Another major fault in gun control laws is that they do not prevent suspected members of terrorist organizations from buying or having guns and explosives. According to a report from the Congressional Research Center, being a known or suspected terrorist was not a “disqualifying factor for firearms transfer and possession eligibility; nor is it today under current law.” 

This also exposes a major flaw in the law because it shows how even the most dangerous people in our society can still purchase firearms. Basically, terrorists can obtain firearms legally without any regulations or checks. To summarize, these facts reveal the holes in the U.S’s gun control system, because those with a record of criminal and violent acts can still find a way to acquire guns.

To make matters even worse, background checks are actually becoming more lenient. Also explained by the report from the National Criminal Justice Reference Service, federal background check denial investigations decreased by “nearly 50%, prosecutions decreased by 77%, and guilty pleas and verdicts decreased by about 82%.”

This explains that background checks are becoming less strict and allowing more people to obtain firearms because fewer people are being prosecuted for unlawfully purchasing guns. 

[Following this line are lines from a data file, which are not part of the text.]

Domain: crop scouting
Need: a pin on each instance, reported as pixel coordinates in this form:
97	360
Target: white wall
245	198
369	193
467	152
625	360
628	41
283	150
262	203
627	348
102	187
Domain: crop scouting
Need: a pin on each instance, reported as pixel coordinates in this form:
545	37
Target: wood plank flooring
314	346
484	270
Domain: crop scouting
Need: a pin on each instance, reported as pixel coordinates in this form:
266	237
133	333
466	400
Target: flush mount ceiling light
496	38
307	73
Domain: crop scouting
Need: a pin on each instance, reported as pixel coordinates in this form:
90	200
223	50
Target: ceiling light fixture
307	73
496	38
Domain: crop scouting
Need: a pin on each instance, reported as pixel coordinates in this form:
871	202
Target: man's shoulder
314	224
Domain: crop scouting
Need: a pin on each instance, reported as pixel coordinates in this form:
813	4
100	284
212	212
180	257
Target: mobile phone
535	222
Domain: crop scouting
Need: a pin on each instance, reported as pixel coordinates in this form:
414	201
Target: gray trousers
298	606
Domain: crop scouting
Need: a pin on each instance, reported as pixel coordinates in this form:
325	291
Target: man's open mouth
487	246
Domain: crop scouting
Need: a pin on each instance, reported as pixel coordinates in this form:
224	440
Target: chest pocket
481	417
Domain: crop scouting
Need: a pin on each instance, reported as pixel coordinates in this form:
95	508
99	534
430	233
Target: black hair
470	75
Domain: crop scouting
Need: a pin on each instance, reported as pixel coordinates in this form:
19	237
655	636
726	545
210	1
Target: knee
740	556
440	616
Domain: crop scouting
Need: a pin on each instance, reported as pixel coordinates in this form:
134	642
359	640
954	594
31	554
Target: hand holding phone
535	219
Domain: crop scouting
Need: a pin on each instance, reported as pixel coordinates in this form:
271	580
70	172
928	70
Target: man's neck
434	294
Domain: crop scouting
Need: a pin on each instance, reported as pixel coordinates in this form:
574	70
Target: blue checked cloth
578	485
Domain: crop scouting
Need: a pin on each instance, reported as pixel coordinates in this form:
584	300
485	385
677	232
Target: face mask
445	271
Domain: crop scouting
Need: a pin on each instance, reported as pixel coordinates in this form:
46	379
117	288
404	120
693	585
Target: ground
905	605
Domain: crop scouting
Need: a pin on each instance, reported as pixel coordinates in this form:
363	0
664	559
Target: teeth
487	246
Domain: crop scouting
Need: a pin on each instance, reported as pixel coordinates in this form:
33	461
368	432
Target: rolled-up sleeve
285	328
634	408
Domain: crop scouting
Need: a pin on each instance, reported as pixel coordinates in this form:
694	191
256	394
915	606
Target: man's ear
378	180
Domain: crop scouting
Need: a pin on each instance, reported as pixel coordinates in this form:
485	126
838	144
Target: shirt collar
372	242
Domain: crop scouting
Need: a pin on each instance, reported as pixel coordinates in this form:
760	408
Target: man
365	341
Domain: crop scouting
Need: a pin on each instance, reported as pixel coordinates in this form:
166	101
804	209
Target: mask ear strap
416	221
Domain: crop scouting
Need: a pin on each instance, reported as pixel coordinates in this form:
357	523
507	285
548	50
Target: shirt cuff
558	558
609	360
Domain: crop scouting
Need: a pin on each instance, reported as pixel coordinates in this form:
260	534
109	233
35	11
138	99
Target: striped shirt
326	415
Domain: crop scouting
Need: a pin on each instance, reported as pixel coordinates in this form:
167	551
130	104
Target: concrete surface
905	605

Further, the FBI’s National Instant Criminal Background Check System states that individuals on the terrorist watch list were involved in firearm or explosives background “checks 2,233 times, of which 2,043 (about 91 percent) of the transactions were allowed to proceed.”

This statistic shows the drastic amount of suspected terrorists that were allowed to obtain firearms, despite having a criminal record and even being on an FBI terrorist watch list. 

It is clear background checks are becoming more lenient on who can own guns because they allow dangerous individuals to be able to purchase firearms. Overall, with even dangerous suspected terrorists getting their hands on firearms, our society is in more peril of gun violence than ever before.

More regulation on gun ownership has been proven to lead to safer places to live. Guns Down America (GDA) is an organization that supports the anti-gun movement by building political and cultural support for it. According to GDA, after the state of Connecticut passed a gun licensing law for handguns, “it experienced a 40% drop in gun homicides & 15% reduction in handgun suicides.”

These statistics show how death rates drop when more laws to regulate who can own guns are implemented. There is an inverse correlation between the number of laws regulating ownership of guns and the rate of death from guns–the more gun ownership is regulated, the fewer deaths there are. 

In the American Journal of Preventive Medicine, it was revealed that local-level background checks were associated with a “27%-lower firearm suicide rate and a 22%-lower homicide rate.”

Again, these facts show that more gun control laws that are strict on people’s usage of firearms lead to less deaths.

In America, people have a Constitutional right to bear arms, but not if they have shown the potential to use guns to hurt others or themselves with those guns. Just as criminals can lose their freedom in a free country like ours, those who have a record of breaking the law should have their gun rights restricted. 

There should be more regulation on who can own guns because criminals still have the ability to obtain firearms, background checks are not firm enough and even becoming more lenient, and more regulation keeping guns out of dangerous people’s hands leads to safer communities to live in.

With the overwhelming evidence of the effectiveness of human regulation of gun ownership in increasing people’s safety, there is no denying the need for regulating who can obtain firearms. Gifford’s Law Center states that 36,000 Americans die from guns each year. Now it is your job to spread the message before it is too late–the next preventable gun death in America is just right around the corner.